Entriamo, dopo un tortuoso percorso per individuarne l’entrata, nella struttura di riabilitazione che ospita una cara collega della mia amica L., che vuole portarle gli auguri di Buona Pasqua.
La troviamo nella sua carrozzina, intenta a giocare a tombola con molti altri ospiti, ma lei lascia subito il tavolo e le cartelle per venire in una saletta attigua a chiacchierare. E’ molto felice della visita e ben presto cominciano gli “a m’arcord”. Erano entrambe due giovani maestrine, sessant’anni fa, e nel tragitto in auto che le portava al paesino in cui si trovava la loro scuola, non facevano che cantare le canzoni di Domenico Modugno, in particolare “Nel blu dipinto di blu”, e la loro passione per quella musica era tale che persino l’automobile, che era blu, fu chiamata “Domenica”. Nella conversazione fitta tra le due, affioravano i nomi di colleghe più o meno care o di amici per cui avevano nutrito simpatia e la voce si incrinava nel ricordo di tanti che ormai non ci sono più.
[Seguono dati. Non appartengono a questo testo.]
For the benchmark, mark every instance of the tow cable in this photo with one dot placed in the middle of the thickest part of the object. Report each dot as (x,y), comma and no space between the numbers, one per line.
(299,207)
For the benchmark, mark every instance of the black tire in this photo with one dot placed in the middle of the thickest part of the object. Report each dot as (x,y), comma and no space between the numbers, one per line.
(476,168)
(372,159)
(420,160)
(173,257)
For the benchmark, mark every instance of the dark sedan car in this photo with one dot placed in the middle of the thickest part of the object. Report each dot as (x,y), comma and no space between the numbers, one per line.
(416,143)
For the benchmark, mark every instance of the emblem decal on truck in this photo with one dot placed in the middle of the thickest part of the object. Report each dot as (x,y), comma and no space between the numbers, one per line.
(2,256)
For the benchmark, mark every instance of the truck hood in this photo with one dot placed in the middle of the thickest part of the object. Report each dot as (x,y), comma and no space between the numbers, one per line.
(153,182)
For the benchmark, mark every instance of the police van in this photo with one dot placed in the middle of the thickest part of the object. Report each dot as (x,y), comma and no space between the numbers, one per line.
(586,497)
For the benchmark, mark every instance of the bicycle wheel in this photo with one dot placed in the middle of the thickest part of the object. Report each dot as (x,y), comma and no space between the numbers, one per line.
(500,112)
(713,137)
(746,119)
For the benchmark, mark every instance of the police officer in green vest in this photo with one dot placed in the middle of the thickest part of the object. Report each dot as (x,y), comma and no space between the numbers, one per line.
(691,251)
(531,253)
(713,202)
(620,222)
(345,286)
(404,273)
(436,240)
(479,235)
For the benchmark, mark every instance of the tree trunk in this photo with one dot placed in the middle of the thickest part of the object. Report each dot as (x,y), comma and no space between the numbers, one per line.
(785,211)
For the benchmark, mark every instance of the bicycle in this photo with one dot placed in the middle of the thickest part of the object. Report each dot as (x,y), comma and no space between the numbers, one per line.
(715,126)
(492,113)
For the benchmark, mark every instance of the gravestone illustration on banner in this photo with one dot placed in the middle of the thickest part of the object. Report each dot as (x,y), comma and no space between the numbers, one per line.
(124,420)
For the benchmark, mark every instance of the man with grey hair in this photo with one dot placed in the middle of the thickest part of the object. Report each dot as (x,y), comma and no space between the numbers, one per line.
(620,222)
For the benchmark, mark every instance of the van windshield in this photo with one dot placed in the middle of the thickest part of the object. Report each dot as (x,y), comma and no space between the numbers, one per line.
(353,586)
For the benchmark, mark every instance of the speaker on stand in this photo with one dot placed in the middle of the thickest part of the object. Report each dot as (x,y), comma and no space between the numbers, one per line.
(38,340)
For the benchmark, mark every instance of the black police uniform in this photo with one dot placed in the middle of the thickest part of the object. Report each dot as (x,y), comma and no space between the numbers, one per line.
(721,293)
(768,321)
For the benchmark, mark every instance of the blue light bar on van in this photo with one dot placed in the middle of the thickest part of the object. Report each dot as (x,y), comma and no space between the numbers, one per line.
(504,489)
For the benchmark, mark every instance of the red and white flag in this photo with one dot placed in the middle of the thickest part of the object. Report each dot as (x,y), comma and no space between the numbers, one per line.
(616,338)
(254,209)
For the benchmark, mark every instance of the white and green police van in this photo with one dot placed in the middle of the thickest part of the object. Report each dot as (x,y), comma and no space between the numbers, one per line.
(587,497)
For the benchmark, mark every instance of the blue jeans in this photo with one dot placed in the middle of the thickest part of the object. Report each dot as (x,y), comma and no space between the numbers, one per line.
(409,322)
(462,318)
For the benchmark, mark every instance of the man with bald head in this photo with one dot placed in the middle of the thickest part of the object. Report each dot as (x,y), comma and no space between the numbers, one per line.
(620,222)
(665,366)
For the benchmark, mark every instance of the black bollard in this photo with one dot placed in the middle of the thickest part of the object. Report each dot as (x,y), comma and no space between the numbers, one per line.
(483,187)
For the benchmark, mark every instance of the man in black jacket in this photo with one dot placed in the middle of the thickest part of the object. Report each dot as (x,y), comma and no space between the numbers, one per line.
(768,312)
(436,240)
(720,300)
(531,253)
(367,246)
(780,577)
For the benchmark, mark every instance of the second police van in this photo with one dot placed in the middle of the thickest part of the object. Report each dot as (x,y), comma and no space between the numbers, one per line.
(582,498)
Esaurita la carica di emozione dell’incontro, la conversazione verte sul presente e allora ecco la nostalgia per la propria casa, il rammarico di non poter più gestire da sè la propria pensione e di dover chiedere il permesso ai parenti per fare un piccolo regalo o un po’ di beneficenza…. “….Ma sono soldi miei” diceva e gli occhi le si inumidivano: la sofferenza maggiore non è per la menomazione fisica, che impedisce di muoversi liberamente, ma per la perdita dell’autonomia, per dover dipendere dagli altri, per avere accanto persone talmente invalide da non poter sostenere un dialogo qualunque …. Quando cominciano i saluti, è doloroso vedere con quanta insistenza vorrebbe trattenerci ancora…. La struttura è bella ed accogliente, l’assistenza è certo ad un ottimo livello, ma la nostalgia per un tempo che non può più tornare fa salire un nodo in gola a tutte e tre.